Le 7 avril 2026, le Sénat a adopté en première lecture une proposition de loi visant à faciliter le déblocage anticipé de l’épargne salariale. Le texte doit maintenant être examiné par l’Assemblée nationale.
La mesure principale permettrait aux salariés de récupérer, de façon anticipée, une partie de leur épargne issue de la participation ou de l’intéressement, à condition que ces sommes aient été placées avant le 1er janvier 2026.
Ce déblocage serait possible pendant un an après l’entrée en vigueur de la loi, dans la limite de 5 000 euros. L’argent retiré devrait servir à financer des dépenses (biens ou services) et ne pourrait être débloqué qu’en une seule fois.

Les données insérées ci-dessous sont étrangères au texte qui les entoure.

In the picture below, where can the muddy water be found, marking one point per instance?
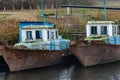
(72, 71)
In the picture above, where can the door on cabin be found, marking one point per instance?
(104, 30)
(38, 34)
(93, 30)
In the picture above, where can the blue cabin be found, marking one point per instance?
(106, 31)
(41, 35)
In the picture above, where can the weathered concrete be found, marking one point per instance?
(21, 59)
(90, 55)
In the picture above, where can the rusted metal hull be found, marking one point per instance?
(94, 54)
(21, 59)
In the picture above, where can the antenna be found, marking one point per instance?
(42, 6)
(104, 10)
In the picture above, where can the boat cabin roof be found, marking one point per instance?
(36, 25)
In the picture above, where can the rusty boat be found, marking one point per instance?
(39, 46)
(101, 45)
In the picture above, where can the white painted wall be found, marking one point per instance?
(109, 29)
(44, 34)
(88, 30)
(24, 34)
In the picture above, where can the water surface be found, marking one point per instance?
(72, 71)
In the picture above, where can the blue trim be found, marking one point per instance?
(42, 6)
(104, 10)
(36, 24)
(33, 24)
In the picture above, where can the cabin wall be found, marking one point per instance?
(24, 37)
(110, 31)
(88, 31)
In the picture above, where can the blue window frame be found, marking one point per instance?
(39, 34)
(104, 29)
(56, 34)
(48, 34)
(29, 35)
(52, 35)
(94, 30)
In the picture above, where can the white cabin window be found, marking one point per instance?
(103, 29)
(29, 35)
(93, 29)
(39, 34)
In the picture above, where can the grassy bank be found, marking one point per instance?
(75, 22)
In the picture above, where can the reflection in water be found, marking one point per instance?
(66, 74)
(69, 72)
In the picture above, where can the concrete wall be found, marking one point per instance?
(109, 29)
(96, 54)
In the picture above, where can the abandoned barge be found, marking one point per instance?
(101, 45)
(40, 46)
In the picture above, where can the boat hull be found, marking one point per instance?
(94, 54)
(21, 59)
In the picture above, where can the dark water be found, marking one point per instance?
(73, 71)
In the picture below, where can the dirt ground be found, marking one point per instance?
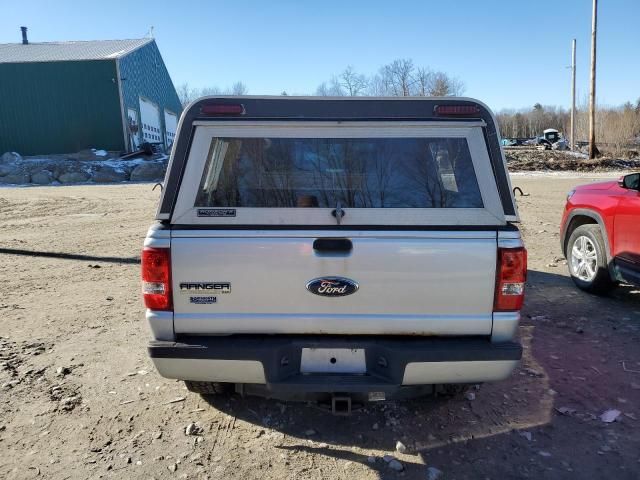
(80, 399)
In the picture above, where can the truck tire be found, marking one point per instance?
(587, 260)
(207, 388)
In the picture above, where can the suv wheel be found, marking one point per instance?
(587, 260)
(208, 388)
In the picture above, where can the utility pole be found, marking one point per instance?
(573, 95)
(592, 93)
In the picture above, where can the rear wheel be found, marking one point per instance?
(587, 260)
(208, 388)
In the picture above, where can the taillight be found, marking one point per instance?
(215, 109)
(156, 278)
(511, 275)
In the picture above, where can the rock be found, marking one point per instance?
(566, 410)
(6, 169)
(10, 157)
(433, 473)
(43, 177)
(109, 174)
(16, 179)
(396, 465)
(526, 435)
(610, 415)
(147, 172)
(193, 429)
(69, 403)
(73, 177)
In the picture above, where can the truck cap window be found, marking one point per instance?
(349, 172)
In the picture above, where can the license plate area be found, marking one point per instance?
(333, 360)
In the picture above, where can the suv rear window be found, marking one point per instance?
(350, 172)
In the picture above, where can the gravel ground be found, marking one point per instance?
(80, 399)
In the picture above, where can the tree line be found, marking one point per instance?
(400, 78)
(617, 126)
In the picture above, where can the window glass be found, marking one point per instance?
(351, 172)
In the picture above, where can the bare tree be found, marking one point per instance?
(424, 81)
(186, 94)
(239, 88)
(442, 85)
(331, 89)
(354, 83)
(398, 77)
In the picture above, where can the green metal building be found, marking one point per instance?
(63, 97)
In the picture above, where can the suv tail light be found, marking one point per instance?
(511, 275)
(156, 278)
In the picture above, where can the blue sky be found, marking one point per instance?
(510, 54)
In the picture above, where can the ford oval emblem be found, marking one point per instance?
(332, 286)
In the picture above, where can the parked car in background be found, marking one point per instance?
(600, 233)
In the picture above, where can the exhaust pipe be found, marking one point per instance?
(341, 405)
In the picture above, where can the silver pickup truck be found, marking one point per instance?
(335, 248)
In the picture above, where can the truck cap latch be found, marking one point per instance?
(338, 213)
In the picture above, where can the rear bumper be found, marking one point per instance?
(391, 362)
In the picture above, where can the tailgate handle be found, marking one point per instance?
(332, 245)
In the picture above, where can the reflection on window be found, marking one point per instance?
(354, 172)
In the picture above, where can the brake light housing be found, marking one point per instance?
(456, 110)
(222, 109)
(511, 275)
(156, 278)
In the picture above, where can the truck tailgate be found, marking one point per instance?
(409, 283)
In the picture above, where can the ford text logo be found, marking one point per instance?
(332, 286)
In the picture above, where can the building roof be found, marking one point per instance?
(68, 51)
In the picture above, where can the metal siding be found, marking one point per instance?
(59, 107)
(144, 74)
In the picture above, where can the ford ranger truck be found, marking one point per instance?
(335, 248)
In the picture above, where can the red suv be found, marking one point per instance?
(600, 233)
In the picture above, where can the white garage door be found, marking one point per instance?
(150, 122)
(170, 125)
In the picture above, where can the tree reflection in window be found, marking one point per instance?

Certaines sommes resteraient exclues, notamment celles placées sur un plan d’épargne retraite ou dans des fonds solidaires. Dans certains cas, l’accord de l’employeur serait nécessaire.
Le texte prévoit aussi d’ajouter deux nouvelles situations permettant de récupérer son épargne plus tôt :
- la naissance ou l’adoption d’un enfant (sans condition sur le nombre d’enfants, alors qu’actuellement, seule la naissance ou l’adoption d’un 3e enfant peut permettre un déblocage anticipé) ;
- un problème de santé grave concernant un enfant (maladie, handicap ou accident).
La proposition de loi comprend également des ajustements pour faciliter la reprise d’entreprises par les salariés via des fonds dédiés (FCPE), ainsi que des dispositions pour améliorer la transmission d’informations entre les organismes gestionnaires.